Murder on the Orient Express (2017)
Directed by Kenneth Branagh
Written by Michael Green
Starring Kenneth Branagh, Tom Bateman, Penelope Cruz, Willem Dafoe, Judi Dench, Josh Gad, Johnny Depp
Release Date November 10th, 2017
Hercule Poirot (Kenneth Branagh) is the most famous detective in the world. It is 1935 and Poirot is leaving Israel, having solved a crime that likely prevented a religious genocide. His work is that important, apparently. Poirot hopes for some rest and relaxation but unfortunately, he’s been called back to London on a matter of grave importance. The fastest way to travel in 1934 is the train known as the Orient Express, a bullet train from Istanbul all the way to Paris.
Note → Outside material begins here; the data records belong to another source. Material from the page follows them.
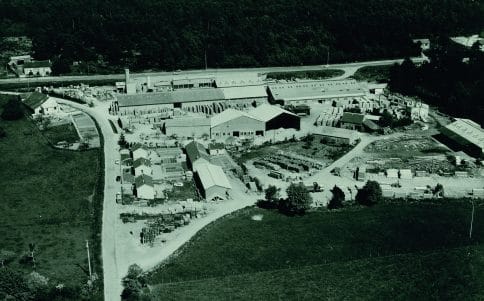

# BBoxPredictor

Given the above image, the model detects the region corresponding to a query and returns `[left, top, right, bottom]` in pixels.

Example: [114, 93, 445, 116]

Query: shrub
[1, 98, 24, 121]
[356, 180, 382, 206]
Misfortune follows the great detective, however, as he meets Mr. Ratchett (Johnny Depp) on the train and quickly deduces his criminality. Ratchett wants to hire Poirot to watch his back on the train ride but Poirot declines as he knows Mr. Ratchett is not who he claims to be. The true identity of Mr. Ratchett becomes the hook on which the rest of the plot of Murder on the Orient Express hangs. A murder occurs the night after Poirot and Ratchett’s tete a tete and Poirot is pressed into action to deduce the killer.
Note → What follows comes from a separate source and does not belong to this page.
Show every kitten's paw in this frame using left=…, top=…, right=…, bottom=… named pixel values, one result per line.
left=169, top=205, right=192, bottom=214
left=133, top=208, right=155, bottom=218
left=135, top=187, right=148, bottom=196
The list of suspects is long but as luck would have it, the train has been felled by an avalanche, leaving Poirot plenty of time for chatty snooping. Among the suspects are Ratchett’s cheating accountant MacQueen (Josh Gad), Ratchett’s servant Masterman (Derek Jacobi), a wealthy Princess (Dame Judi Dench), her maid (Olivia Colman), a German scientist (Willem Dafoe), a doctor (Leslie Odom Jr.), a governess (Daisy Ridley), a missionary (Penelope Cruz), a dancer and his ailing wife, and a husband-seeking missile named Miss Hubbard (Michele Pfeiffer).
Complicating matters further for Detective Poirot is that each and every one of the passengers I just mentioned are lying. Agatha Christie was a master of this sort of plot, navigating it with tantalizing detail. She, some have claimed, perfected the red herring and in Murder on the Orient Express, she brilliantly navigated a full sea of red herring. That director Kenneth Branagh evokes Christie’s legend is the true charm of the new film version of the legendary novel.